Pachuca, Hidalgo; Mexico;
- Frequency: 106.1 MHz
- Branding: Radio Crystal

Programming
- Format: Regional Mexican

Ownership
- Owner: Grupo Siete Comunicación; (Grupo Radial Siete, S.A. de C.V.);
- Sister stations: XHMY-FM

History
- First air date: October 25, 1991 (concession)
- Call sign meaning: Pachuca

Technical information
- Class: AA
- ERP: 5,000 watts

Links
- Webcast: Listen live
- Website: radiocrystal.mx

= XHPCA-FM =

Radio station in Pachuca, Hidalgo, Mexico

XHPCA-FM is a radio station in Pachuca, Hidalgo, Mexico, broadcasting on 106.1 FM. It is owned by Grupo Siete Comunicación and known as Radio Crystal with a Regional Mexican format.

==History==
XHPCA received its concession on October 25, 1991. It was owned by Carlos Rafael González Aragón Ortiz and, like his other stations, sold to Grupo Siete. It originally broadcast that company's Crystal format, switching to Exa FM in 2004 when Grupo Siete entered into a deal with MVS Radio. That deal ended in January 2008, and the station relaunched as "Neurótica FM" in February 2008, a name already used by the company at its XHTOM-FM in Toluca.
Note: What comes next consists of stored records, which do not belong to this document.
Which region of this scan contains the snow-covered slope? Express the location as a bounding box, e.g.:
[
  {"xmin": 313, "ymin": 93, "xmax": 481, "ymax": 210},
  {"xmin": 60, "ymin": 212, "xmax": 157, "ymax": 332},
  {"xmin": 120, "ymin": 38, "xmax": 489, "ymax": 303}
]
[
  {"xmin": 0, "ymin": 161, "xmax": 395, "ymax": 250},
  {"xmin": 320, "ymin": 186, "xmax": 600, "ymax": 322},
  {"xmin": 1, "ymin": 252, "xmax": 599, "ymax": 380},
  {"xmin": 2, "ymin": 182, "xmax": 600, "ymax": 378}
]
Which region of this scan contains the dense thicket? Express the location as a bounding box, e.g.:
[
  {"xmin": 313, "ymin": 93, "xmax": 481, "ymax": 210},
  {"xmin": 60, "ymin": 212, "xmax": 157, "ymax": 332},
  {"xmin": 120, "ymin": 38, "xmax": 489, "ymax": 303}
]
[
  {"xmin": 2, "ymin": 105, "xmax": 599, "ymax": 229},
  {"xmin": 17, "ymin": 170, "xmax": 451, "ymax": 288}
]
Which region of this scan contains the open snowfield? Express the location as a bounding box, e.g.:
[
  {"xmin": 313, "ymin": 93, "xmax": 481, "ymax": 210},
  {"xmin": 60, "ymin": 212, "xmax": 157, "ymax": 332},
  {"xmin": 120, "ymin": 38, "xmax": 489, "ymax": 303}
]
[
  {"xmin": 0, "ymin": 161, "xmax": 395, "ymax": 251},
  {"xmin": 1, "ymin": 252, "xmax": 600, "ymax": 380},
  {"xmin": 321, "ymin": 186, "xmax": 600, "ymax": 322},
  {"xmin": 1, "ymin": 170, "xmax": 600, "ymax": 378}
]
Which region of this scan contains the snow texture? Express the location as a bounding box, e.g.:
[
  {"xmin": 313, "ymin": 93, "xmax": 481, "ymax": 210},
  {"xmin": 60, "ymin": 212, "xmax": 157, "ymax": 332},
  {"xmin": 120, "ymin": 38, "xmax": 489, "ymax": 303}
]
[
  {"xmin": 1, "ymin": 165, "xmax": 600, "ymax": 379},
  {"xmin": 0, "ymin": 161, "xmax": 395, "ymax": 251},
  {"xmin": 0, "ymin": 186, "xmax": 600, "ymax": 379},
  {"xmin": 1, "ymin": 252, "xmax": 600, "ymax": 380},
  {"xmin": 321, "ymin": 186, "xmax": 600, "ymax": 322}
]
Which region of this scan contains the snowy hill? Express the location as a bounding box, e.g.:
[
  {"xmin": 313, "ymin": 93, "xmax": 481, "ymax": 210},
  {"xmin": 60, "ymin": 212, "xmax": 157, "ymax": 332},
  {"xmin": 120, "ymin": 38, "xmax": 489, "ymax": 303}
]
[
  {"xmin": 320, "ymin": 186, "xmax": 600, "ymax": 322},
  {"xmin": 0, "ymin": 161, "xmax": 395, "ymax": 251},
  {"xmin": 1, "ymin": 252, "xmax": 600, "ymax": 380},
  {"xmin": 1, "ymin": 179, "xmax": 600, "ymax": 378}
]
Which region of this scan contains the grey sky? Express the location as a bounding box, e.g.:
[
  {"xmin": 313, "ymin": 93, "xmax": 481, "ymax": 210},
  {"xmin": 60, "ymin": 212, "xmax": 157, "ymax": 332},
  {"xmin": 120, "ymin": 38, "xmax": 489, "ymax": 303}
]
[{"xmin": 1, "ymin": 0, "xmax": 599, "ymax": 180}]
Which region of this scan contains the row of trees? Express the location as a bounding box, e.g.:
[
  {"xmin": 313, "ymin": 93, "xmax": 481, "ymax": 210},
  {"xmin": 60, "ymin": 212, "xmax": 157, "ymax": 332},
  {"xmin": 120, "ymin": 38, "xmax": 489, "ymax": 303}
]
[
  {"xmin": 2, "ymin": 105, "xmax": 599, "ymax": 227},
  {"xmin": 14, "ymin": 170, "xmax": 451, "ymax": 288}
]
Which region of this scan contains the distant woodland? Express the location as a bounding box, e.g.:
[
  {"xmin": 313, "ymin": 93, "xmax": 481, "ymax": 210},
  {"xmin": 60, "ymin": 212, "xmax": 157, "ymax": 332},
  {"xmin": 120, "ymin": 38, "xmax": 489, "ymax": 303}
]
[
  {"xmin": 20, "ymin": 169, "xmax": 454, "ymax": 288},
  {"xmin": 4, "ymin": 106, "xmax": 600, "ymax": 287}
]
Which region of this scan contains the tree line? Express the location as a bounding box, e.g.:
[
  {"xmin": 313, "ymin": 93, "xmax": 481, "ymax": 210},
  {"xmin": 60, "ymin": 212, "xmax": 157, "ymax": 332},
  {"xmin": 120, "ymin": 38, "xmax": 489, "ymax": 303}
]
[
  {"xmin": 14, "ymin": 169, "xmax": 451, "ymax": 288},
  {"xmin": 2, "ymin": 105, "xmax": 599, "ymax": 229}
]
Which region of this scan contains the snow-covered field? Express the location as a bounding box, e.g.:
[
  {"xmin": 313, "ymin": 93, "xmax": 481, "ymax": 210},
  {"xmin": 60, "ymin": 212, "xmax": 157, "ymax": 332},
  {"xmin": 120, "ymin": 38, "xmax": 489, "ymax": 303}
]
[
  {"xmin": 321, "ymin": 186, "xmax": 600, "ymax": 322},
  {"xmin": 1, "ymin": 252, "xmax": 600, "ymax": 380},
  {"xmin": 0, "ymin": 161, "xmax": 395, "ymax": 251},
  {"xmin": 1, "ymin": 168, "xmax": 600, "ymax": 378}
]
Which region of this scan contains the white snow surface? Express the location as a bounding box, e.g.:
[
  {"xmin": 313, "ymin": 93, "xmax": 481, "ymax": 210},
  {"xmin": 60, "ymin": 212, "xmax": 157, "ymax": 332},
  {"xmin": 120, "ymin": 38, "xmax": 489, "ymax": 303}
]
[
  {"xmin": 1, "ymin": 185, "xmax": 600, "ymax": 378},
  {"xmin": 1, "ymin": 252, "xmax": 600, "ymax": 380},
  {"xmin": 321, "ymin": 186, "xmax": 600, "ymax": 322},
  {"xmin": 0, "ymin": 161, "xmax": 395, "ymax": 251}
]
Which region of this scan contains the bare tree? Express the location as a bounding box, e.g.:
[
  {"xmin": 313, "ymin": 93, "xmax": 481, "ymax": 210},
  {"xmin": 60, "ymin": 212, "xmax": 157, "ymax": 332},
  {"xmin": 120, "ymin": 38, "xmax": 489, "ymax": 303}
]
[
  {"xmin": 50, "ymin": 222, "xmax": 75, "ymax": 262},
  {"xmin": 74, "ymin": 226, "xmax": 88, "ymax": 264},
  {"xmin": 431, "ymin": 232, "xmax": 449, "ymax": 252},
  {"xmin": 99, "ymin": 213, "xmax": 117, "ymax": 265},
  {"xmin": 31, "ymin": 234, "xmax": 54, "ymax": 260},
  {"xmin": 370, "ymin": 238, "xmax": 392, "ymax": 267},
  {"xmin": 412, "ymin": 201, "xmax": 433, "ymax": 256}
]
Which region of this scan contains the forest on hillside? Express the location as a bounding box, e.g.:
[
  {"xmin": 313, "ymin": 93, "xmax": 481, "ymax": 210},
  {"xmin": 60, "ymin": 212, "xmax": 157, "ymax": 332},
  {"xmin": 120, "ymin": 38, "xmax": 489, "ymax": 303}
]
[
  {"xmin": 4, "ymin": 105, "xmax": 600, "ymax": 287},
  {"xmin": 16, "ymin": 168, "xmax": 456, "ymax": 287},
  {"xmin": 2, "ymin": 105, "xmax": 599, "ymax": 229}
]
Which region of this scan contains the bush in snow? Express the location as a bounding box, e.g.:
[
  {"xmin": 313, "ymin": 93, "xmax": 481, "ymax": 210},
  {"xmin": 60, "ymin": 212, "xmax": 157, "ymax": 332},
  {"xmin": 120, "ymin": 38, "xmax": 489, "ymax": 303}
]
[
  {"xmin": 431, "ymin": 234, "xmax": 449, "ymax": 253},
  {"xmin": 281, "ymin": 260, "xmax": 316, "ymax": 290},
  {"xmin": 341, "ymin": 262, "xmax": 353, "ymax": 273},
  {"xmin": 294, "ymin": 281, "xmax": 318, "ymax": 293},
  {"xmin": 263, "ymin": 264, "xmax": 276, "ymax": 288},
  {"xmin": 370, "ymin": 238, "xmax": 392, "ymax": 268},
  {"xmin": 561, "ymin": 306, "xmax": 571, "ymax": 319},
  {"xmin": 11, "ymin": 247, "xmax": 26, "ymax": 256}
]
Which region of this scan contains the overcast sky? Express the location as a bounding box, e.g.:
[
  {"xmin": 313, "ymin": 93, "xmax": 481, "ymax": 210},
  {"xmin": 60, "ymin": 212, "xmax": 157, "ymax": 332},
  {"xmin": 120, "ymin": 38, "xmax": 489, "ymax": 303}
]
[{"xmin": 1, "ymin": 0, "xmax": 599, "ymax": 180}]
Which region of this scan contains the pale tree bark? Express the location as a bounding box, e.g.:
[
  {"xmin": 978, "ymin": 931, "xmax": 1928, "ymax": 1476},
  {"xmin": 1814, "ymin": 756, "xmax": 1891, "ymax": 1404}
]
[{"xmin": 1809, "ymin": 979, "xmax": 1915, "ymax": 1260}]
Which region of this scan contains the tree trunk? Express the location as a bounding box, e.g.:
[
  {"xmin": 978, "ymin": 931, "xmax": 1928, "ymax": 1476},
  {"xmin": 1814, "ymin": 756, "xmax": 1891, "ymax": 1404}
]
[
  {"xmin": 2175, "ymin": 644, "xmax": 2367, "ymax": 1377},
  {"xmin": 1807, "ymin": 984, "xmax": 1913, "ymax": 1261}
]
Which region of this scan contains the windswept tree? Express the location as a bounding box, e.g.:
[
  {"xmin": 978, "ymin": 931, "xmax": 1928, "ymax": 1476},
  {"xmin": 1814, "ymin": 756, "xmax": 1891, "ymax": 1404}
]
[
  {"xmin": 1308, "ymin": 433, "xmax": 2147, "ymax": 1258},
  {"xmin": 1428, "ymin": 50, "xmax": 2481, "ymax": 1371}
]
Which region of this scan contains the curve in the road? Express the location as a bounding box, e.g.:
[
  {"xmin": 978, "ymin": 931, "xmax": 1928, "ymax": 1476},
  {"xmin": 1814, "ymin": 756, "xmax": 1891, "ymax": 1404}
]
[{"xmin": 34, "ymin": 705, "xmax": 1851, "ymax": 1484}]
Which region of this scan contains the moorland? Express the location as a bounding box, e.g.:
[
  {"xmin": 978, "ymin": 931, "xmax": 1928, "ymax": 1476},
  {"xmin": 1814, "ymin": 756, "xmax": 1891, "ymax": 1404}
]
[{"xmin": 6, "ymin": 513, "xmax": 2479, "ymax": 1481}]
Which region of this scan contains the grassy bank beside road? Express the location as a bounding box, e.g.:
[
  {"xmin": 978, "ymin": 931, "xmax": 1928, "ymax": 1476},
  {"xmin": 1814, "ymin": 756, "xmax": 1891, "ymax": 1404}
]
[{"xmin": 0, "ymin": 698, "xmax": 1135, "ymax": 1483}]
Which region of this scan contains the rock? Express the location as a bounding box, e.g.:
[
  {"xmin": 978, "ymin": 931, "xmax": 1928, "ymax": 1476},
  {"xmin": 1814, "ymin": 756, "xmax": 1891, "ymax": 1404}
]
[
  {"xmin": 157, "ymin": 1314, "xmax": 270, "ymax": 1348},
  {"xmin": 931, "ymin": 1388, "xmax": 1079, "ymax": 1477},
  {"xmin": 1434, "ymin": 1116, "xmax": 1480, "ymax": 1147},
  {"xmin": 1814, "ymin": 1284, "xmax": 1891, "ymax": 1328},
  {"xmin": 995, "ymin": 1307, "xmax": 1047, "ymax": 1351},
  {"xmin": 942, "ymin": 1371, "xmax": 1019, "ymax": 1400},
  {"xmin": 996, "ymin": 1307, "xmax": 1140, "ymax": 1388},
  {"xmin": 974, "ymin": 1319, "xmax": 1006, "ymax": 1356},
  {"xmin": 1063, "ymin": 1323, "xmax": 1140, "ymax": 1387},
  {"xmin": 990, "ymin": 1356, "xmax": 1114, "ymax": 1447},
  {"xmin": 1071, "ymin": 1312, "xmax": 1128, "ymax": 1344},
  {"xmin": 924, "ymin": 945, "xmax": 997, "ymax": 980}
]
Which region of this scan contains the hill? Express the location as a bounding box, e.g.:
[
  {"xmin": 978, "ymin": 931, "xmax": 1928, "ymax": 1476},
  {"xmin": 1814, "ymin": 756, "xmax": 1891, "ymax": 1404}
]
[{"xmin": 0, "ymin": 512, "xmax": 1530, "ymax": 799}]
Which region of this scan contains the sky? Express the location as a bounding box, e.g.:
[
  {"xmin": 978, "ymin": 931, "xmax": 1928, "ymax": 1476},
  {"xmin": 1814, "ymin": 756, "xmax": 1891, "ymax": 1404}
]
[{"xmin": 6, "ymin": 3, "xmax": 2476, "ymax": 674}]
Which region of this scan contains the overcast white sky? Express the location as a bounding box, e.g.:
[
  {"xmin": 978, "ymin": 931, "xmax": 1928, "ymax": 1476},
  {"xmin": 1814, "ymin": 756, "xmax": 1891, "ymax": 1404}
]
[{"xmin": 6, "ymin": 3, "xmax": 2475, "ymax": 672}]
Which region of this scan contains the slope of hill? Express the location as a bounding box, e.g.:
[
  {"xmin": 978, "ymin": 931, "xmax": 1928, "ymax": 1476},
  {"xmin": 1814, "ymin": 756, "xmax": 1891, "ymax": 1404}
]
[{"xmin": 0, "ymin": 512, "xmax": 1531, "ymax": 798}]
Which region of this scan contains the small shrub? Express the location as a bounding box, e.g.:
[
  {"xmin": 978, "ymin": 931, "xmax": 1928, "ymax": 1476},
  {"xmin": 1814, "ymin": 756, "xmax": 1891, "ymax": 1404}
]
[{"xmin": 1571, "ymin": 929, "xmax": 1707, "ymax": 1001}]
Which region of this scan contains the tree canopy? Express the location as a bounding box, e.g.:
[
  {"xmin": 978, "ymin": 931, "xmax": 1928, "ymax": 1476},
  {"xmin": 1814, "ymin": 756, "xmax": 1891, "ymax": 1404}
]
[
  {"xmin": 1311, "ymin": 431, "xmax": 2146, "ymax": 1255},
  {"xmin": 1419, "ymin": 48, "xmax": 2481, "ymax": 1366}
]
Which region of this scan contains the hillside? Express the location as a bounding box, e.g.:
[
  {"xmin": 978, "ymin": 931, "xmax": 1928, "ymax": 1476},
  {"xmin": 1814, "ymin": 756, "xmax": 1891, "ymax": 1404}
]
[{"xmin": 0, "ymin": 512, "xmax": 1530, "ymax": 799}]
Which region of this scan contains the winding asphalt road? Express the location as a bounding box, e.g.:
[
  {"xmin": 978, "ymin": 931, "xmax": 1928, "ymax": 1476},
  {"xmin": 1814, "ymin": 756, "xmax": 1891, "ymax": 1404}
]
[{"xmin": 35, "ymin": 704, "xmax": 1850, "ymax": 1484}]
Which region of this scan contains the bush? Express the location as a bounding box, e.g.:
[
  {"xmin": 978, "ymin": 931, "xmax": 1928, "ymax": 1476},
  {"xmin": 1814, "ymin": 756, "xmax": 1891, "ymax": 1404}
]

The station returned to a franchised pop format on February 27, 2009 when the station switched to Los 40 Principales. This ended on January 1, 2013, with the use of different names for the same pop format, including +Radio (Más Radio) until April 2015 and Neurótik until May 2021.

On May 31, 2021, XHPCA became Grupo Siete's third Radio Disney station after XHFO-FM revived the format in 2020 and XHTOM-FM in Toluca, the other former Neurótik station, converted to Radio Disney earlier in the year.

XHPCA and XHMY-FM 95.7 exchanged formats on August 29, 2022, with the Crystal brand returning to XHPCA.